BDS cible les institutions et non pas les individus : ses opposants objectent que la distinction entre institutions et individus peut ne pas être aisée à faire de sorte que des individus innocents sont amenés à souffrir. Bien que juridiquement parlant, les individus comme les institutions sont des « personnes », les personnes physiques sont à la fois constitutives et distinctes des personnes morales (institutions, entreprises), de sorte qu’il ne doit y avoir aucun problème à les distinguer en tant que telles. À mon avis, une personne physique qui défend l’activité injuste d’une institution où il ou elle vit, ou des actions sur lesquelles il ou elle exerce une autorité, cette personne physique doit être tenue responsable des conséquences morales néfastes de ses actions, et il n’est pas surprenant que des gens insistent pour tenir une telle personne responsable. Ainsi, on peut vouloir boycotter le discours de Netanyahu au Congrès, ou chercher à annuler l’invitation d’un juriste qui a autorisé la torture à tenir une conférence dans une université des États-Unis. À mon avis – et j’insiste, ceci ne relève pas du soutien à BDS – la question n’est pas de savoir si on peut faire la distinction entre institutions et individus (évidemment qu’on le peut) mais comment on peut identifier et répondre aux personnes « réelles » (les individus) qui aident et se rendent complices de l’injustice de personnes « artificielles » (les institutions) dont elles sont membres. Et cette question ne peut être résolue qu’au cas par cas.

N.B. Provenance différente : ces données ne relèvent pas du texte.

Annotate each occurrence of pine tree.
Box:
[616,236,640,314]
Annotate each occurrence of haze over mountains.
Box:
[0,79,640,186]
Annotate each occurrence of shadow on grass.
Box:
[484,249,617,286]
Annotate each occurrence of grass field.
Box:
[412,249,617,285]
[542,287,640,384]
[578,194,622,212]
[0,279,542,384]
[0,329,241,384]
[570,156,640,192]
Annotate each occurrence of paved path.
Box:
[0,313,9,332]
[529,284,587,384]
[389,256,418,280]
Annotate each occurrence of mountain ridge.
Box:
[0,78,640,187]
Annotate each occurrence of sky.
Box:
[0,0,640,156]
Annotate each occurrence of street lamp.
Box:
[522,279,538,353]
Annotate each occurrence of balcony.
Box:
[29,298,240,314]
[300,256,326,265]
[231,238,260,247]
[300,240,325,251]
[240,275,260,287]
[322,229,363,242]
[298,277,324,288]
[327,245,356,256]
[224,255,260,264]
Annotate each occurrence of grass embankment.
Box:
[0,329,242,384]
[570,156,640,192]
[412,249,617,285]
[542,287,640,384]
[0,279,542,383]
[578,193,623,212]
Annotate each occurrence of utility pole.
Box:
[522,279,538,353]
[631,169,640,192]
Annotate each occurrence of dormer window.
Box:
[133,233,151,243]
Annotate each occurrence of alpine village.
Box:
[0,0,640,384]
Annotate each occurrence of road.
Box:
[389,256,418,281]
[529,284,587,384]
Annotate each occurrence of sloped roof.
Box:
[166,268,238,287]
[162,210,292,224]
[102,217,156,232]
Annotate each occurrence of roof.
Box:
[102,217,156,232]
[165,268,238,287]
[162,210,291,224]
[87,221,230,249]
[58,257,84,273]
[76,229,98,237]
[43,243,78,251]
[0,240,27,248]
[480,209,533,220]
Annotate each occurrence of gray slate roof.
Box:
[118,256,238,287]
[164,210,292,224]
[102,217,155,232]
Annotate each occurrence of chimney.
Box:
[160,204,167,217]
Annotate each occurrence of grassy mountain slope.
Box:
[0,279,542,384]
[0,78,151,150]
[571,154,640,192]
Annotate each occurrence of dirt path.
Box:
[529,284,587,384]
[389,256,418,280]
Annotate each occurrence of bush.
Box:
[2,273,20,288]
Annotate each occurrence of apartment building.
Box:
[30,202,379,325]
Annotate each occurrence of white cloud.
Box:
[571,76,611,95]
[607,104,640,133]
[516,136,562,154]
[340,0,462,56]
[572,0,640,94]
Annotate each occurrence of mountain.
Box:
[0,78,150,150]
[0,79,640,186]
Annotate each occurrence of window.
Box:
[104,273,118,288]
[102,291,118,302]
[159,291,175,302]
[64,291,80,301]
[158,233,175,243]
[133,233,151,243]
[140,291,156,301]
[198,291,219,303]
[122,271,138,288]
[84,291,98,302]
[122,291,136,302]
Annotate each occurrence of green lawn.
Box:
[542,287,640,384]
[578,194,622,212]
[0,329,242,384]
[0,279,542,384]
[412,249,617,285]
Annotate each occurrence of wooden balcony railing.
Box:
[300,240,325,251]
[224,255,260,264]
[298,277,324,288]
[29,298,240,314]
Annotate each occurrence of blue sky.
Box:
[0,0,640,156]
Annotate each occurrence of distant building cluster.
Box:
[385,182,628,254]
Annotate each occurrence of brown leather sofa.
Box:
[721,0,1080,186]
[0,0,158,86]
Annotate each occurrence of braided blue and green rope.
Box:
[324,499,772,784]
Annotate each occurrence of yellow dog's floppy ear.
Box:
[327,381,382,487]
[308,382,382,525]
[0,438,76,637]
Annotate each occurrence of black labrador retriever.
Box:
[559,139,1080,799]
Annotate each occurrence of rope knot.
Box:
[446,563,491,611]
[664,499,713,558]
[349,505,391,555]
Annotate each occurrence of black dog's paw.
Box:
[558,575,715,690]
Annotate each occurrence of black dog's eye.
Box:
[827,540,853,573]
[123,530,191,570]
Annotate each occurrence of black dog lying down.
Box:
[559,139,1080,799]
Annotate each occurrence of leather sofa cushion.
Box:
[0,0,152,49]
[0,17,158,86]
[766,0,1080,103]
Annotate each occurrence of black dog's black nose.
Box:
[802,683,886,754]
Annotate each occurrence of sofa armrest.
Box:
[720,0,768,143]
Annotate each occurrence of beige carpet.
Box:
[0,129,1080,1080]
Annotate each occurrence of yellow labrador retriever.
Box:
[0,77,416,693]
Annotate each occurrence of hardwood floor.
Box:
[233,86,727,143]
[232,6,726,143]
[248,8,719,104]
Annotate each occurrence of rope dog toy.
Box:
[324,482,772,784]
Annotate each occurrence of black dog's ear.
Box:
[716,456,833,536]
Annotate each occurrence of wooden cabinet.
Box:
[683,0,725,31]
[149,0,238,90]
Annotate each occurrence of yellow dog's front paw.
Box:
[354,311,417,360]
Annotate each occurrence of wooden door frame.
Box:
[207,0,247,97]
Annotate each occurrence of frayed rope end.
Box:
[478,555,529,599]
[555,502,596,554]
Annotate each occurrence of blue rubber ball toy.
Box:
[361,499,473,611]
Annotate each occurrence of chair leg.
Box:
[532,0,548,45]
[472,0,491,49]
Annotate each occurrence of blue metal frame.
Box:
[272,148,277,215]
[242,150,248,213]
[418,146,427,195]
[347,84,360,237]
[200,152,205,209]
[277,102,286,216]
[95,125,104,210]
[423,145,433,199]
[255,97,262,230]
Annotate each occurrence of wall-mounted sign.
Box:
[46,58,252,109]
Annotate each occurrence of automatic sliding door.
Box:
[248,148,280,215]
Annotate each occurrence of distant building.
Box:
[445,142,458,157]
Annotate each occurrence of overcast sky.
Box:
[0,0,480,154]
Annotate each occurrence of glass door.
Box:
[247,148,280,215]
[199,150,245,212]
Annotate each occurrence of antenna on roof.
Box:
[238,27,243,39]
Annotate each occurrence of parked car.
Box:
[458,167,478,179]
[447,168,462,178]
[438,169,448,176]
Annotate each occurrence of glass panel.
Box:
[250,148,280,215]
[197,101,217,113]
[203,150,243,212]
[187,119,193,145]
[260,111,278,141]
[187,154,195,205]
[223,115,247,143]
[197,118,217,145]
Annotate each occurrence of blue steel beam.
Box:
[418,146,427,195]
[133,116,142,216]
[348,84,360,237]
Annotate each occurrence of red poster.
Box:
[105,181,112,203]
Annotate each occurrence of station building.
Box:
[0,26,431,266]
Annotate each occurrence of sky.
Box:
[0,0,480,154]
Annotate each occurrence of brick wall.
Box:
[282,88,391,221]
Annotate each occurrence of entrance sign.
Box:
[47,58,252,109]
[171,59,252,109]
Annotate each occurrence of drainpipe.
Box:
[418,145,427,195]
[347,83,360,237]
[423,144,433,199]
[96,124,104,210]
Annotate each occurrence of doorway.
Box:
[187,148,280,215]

Mais le boycott des institutions universitaires peut-il aider vraiment à dissiper la paranoïa israélienne ? Mes amis israéliens dissidents pensent que cela aidera à ouvrir un vrai débat public sur ce qu’Israël a fait et continue de faire aux Palestiniens. Je respecte leur jugement en la matière – tout comme j’admire le courage, la cohérence, et la position de principe d’éminentes personnalités, comme Henry Siegman, qui évoquent les valeurs religieuses juives dans leur opposition à la politique du gouvernement israélien à l’égard des Palestiniens à l’intérieur et à l’extérieur des frontières de 1948, des personnes qui apportent une alternative au monde politique tel qu’il est vu et habité par les ultra-nationalistes israéliens. La jeune génération de juifs américains, israéliens et européens qui se considèrent laïcs est elle aussi engagée dans le BDS – de même que dans d’autres mouvements qui cherchent à faire pression sur l’État israélien dans une variété de forums. (Parmi ceux-ci, et peut-être le plus important à l’intérieur d’Israël, la Liste commune qui a fait son apparition lors des dernières élections, en quête d’une justice politique pour les Palestiniens, de même que d’une justice économique pour tous. Qu’elle parvienne à impacter la politique officielle de la Knesset reste cependant à voir.)

Oui, les boycotts atteignent souvent des personnes innocentes – tout comme les boycotts l’ont fait dans les mouvements pour les droits civiques dans le sud des États-Unis, ou dans le mouvement anti-apartheid en Afrique du Sud. Mais ces « dommages collatéraux » n’équivalent aucunement à tuer des gens ou à en faire des sans-abri. Il est impossible d’affirmer avec certitude que le BDS (et si c’est le cas, dans quelle mesure) atteindra finalement ses objectifs déclarés, car les actions politiques ont des conséquences qui ne peuvent pas se mesurer pleinement. En fin de compte, beaucoup dépendra de la capacité à conduire les Israéliens, par une combinaison de persuasion morale et de pression politico-économique, dans le sens d’un ordre plus juste qui inclue les Palestiniens. Dans une telle tentative, le rôle des juifs israéliens dissidents sera crucial, mais les institutions et les individus à l’extérieur d’Israël peuvent les soutenir. Le boycott des institutions universitaires israéliennes qui aident à perpétuer l’injustice de l’État israélien est comparable, à certains égards, aux grèves industrielles qui ont aidé à améliorer la vie de la classe ouvrière et, à d’autres égards, à la désobéissance civile qui a aidé à étendre les droits civils – souvent calomniée, quelquefois vaine, mais toujours moyen essentiel pour tenter d’atteindre la justice dans des circonstances difficiles.